🤖 AI Summary
To address the high memory and computational costs of training Bayesian neural networks (BNNs) on large-scale datasets, this paper proposes Variational Bayesian Pseudo-Coresets (VBPC). Unlike conventional Bayesian pseudo-coresets (BPCs), which rely on fixed or heuristic constructions, VBPC is the first method to integrate variational inference into pseudo-coreset construction. It jointly optimizes both the pseudo-samples and their underlying distribution via differentiable pseudo-data optimization and gradient-driven coreset learning, enabling efficient, learnable compression of the original data distribution. This approach substantially reduces memory requirements for posterior approximation: on multiple benchmark datasets, VBPC achieves over 30% reduction in GPU memory consumption compared to state-of-the-art BPC methods, while simultaneously improving predictive accuracy and uncertainty calibration.
📝 Abstract
The success of deep learning requires large datasets and extensive training, which can create significant computational challenges.

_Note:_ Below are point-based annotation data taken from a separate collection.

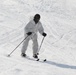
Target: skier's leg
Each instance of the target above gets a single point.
(25, 44)
(35, 44)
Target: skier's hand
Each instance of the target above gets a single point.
(29, 33)
(44, 34)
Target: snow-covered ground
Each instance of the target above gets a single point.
(59, 47)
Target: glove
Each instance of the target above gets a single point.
(29, 33)
(44, 34)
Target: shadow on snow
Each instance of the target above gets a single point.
(61, 65)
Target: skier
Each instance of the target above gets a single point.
(31, 30)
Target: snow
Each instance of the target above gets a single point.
(59, 47)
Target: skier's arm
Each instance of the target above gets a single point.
(41, 29)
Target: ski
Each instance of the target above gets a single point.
(36, 59)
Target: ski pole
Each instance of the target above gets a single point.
(17, 46)
(41, 44)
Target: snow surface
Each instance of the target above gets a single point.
(59, 48)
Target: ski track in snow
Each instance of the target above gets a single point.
(59, 47)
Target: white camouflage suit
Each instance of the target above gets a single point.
(34, 28)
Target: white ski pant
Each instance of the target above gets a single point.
(35, 44)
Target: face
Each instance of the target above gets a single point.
(36, 19)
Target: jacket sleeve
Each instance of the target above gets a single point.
(29, 27)
(41, 29)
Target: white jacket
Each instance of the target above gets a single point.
(32, 27)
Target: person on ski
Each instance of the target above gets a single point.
(31, 30)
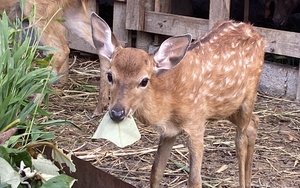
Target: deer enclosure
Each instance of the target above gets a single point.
(144, 24)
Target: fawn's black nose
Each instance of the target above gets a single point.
(117, 114)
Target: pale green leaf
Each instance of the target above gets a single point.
(59, 156)
(8, 174)
(122, 134)
(45, 166)
(61, 181)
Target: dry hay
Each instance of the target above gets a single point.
(276, 155)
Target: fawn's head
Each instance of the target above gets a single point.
(132, 69)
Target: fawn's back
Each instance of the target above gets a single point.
(218, 72)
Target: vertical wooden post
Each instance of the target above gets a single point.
(218, 10)
(161, 6)
(298, 88)
(119, 27)
(143, 39)
(246, 11)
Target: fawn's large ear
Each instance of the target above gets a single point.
(104, 41)
(171, 51)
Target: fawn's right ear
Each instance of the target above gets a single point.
(104, 41)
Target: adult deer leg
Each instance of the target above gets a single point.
(246, 131)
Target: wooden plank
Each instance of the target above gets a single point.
(218, 10)
(135, 14)
(163, 6)
(169, 24)
(119, 27)
(143, 39)
(77, 43)
(298, 87)
(278, 42)
(281, 42)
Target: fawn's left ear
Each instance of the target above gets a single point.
(104, 41)
(171, 51)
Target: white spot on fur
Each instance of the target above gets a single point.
(191, 96)
(194, 76)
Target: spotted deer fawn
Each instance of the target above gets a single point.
(183, 84)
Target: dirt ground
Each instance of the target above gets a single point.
(277, 151)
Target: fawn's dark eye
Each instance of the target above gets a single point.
(144, 82)
(109, 77)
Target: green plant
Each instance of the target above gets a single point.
(20, 79)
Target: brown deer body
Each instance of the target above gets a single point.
(182, 85)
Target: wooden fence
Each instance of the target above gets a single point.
(149, 17)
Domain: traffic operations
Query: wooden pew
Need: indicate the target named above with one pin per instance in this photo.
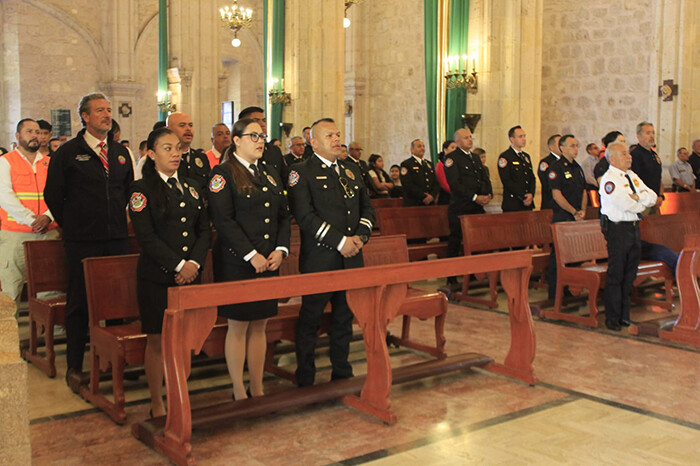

To address these challenges, pseudo-coresets, small learnable datasets that mimic the entire data, have been proposed. Bayesian Neural Networks, which offer predictive uncertainty and probabilistic interpretation for deep neural networks, also face issues with large-scale datasets due to their high-dimensional parameter space. Prior works on Bayesian Pseudo-Coresets (BPC) attempt to reduce the computational load for computing weight posterior distribution by a small number of pseudo-coresets but suffer from memory inefficiency during BPC training and sub-optimal results. To overcome these limitations, we propose Variational Bayesian Pseudo-Coreset (VBPC), a novel approach that utilizes variational inference to efficiently approximate the posterior distribution, reducing memory usage and computational costs while improving performance across benchmark datasets.